WSIs contain voluminous amounts of data. One of the primary design goals has been to keep the computational complexity to the minimum possible level and to develop an efficient method that can process relevant tiles of an input WSI image quickly and classify the image into one of the four classes corresponding to the four HER2 scores. The second design goal was to have a feature set whose correlation to the percentage of membrane staining in the given sample could be easily visualized and interpreted by pathologists. The third design goal was to reduce the amount of information redundancy in the feature set by extracting a minimal set of characteristic features that would adequately represent the staining pattern and the percentage of staining. This paper presents two types of feature descriptors that have shown excellent intraclass correlation and interclass variance in our experimental analysis involving a large collection of WSI images. The first descriptor is called characteristic curves, and they represent the variation of the percentage of staining in an image tile with saturation levels of the staining colour [12]. The second descriptor is based on local binary patterns (LBPs) [13], and they encode information about the local texture variation in the image with saturation levels. The paper provides a detailed description of the WSI processing stages, the development and selection of features, and the experimental analysis performed. We hope that the methods presented in this paper will contribute significantly to the development of faster and accurate automatic HER2 scoring techniques in the area of breast cancer histopathology analysis.

We would like to note here that the novelty of the paper is not on the classification technique used, but on the features extracted from the WSIs that directly correspond to HER2 features in IHC-stained images. Both characteristic curves and uniform rotation invariant LBP feature curves have demonstrated excellent discriminating power (interclass variance), making them useful in classification algorithms for automated HER2 scoring. The classification problem involves only an accurate estimation of the level of staining present in the slides in terms of percentage and saturation, together with relevant morphological and texture features, and therefore does not require highly complex feature vectors or complex neural network architectures with convolutional layers.
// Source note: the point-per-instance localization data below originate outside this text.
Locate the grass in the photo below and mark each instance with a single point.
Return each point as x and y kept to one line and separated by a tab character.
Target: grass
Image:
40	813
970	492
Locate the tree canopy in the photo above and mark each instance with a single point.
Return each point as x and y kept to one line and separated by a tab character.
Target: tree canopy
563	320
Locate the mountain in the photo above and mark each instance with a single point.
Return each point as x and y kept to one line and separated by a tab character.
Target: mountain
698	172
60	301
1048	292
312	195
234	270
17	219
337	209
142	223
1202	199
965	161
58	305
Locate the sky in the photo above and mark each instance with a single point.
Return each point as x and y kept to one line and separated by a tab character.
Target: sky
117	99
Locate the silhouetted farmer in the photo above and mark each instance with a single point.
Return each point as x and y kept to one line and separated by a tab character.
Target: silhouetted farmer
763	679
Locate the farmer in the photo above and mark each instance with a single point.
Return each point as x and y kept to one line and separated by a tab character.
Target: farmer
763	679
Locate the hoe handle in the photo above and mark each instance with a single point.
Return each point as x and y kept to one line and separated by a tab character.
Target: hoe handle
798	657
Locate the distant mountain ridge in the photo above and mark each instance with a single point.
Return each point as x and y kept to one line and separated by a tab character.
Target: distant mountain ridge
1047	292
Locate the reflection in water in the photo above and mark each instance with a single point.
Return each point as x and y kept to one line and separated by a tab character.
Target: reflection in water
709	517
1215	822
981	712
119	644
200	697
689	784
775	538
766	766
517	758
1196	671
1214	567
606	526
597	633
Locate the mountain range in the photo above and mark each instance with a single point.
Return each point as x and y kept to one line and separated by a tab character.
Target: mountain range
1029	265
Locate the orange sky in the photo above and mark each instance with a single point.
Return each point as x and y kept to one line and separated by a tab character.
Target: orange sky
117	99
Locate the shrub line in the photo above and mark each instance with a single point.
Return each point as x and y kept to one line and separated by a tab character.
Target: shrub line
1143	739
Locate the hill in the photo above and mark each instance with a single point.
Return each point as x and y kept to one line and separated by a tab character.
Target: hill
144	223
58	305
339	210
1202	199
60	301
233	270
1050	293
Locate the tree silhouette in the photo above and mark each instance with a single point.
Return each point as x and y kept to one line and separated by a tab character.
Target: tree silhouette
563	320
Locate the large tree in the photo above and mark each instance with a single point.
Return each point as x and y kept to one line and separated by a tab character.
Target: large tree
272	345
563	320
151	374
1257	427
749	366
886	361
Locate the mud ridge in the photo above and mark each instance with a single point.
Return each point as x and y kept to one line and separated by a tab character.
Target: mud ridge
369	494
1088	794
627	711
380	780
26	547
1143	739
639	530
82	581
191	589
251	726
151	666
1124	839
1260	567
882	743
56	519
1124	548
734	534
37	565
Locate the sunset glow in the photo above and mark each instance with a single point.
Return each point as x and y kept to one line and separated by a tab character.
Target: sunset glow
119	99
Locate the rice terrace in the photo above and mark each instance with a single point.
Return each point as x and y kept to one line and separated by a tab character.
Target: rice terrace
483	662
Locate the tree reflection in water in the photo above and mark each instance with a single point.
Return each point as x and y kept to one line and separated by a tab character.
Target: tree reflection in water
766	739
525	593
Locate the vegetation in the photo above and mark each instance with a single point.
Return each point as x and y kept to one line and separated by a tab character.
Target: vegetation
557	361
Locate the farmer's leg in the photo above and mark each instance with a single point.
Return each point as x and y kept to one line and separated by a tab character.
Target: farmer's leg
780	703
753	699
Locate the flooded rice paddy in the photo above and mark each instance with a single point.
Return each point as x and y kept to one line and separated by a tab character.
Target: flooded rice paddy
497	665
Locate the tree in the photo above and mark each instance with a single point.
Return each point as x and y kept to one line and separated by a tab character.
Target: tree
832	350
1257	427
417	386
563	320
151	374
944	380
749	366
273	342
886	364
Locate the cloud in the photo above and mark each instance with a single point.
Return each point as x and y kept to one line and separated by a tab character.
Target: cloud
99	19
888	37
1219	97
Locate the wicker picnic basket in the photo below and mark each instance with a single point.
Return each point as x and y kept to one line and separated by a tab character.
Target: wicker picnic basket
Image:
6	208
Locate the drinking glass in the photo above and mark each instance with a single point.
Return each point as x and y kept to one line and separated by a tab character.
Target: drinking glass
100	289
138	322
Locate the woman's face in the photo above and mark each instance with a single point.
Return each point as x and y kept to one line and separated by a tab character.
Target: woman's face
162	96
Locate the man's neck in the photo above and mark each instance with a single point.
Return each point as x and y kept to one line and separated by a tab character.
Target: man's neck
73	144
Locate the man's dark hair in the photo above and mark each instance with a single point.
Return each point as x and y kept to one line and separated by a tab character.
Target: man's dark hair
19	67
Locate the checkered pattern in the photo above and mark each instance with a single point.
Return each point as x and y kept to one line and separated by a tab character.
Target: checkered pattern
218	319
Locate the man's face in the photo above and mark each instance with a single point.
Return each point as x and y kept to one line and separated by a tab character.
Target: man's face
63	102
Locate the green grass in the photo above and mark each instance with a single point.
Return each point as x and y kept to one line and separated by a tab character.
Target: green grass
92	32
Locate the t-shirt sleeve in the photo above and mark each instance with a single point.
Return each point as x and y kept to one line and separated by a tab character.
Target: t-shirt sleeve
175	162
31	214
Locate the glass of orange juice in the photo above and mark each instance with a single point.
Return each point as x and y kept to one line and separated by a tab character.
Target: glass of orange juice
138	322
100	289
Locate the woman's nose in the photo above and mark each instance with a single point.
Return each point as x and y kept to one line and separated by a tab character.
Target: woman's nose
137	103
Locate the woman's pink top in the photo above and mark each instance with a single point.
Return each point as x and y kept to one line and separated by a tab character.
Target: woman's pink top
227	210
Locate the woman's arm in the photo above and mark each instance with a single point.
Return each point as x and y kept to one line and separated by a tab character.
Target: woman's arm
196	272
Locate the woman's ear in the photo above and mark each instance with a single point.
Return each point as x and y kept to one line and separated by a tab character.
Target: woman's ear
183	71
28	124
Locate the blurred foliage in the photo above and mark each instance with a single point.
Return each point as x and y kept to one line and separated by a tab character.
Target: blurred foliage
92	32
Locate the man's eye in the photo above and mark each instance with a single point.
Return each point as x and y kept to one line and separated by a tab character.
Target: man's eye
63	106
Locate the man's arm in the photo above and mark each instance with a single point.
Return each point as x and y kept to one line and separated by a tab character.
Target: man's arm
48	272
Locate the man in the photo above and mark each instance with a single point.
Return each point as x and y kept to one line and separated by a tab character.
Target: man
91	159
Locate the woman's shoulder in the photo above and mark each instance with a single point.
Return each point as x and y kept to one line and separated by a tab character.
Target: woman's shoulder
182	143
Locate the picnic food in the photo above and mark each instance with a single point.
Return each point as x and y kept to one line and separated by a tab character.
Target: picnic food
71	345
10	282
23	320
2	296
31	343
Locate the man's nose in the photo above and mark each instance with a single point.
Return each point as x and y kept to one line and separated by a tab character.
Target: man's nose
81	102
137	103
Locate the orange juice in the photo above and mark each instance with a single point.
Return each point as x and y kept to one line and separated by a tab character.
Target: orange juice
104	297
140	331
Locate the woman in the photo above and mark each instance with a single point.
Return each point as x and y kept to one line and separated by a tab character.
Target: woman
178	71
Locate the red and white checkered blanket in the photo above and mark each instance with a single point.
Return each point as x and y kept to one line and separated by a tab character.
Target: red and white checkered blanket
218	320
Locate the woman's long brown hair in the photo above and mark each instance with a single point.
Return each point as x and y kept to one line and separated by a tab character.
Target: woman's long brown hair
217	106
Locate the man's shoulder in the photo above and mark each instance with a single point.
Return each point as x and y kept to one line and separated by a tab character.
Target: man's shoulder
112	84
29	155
The paper is organized as follows: The next section gives a description of the dataset used, an outline of the HER2 assessment scheme, and an overview of the stages of the processing pipeline. Section 3 provides an introduction to a novel set of features called characteristic curves and discusses their computational aspects and properties. Section 4 gives an overview of local binary patterns, their computation, and introduces another set of feature descriptors called LBP feature curves. Section 5 gives a brief description of a classification algorithm using the proposed feature descriptors for classifying histopathological images based on their HER2 scores. Section 5 presents experimental results and a comparative analysis. Section 6 presents experimental results and analysis. Section 7 concludes the paper with a summary of the important aspects of the proposed features and outlines future research directions.

2. Materials and Methods

2.1. HER2 Assessment

The amplification of HER2 genes and correspondingly the over-expression of HER2 protein receptors play an important role in the development of breast cancer. The assessment of HER2 protein over-expression is done using the ImmunoHistoChemistry (IHC) test based on the percentage of membrane staining observed in tumor cells as well as the intensity of staining [2]. The mapping between the level of membrane staining and the reported HER2 score is shown in

Table 1. Correlation between the intensity and percentage of membrane staining and the assigned HER2 scores [2]. Reproduced from [12] with permission.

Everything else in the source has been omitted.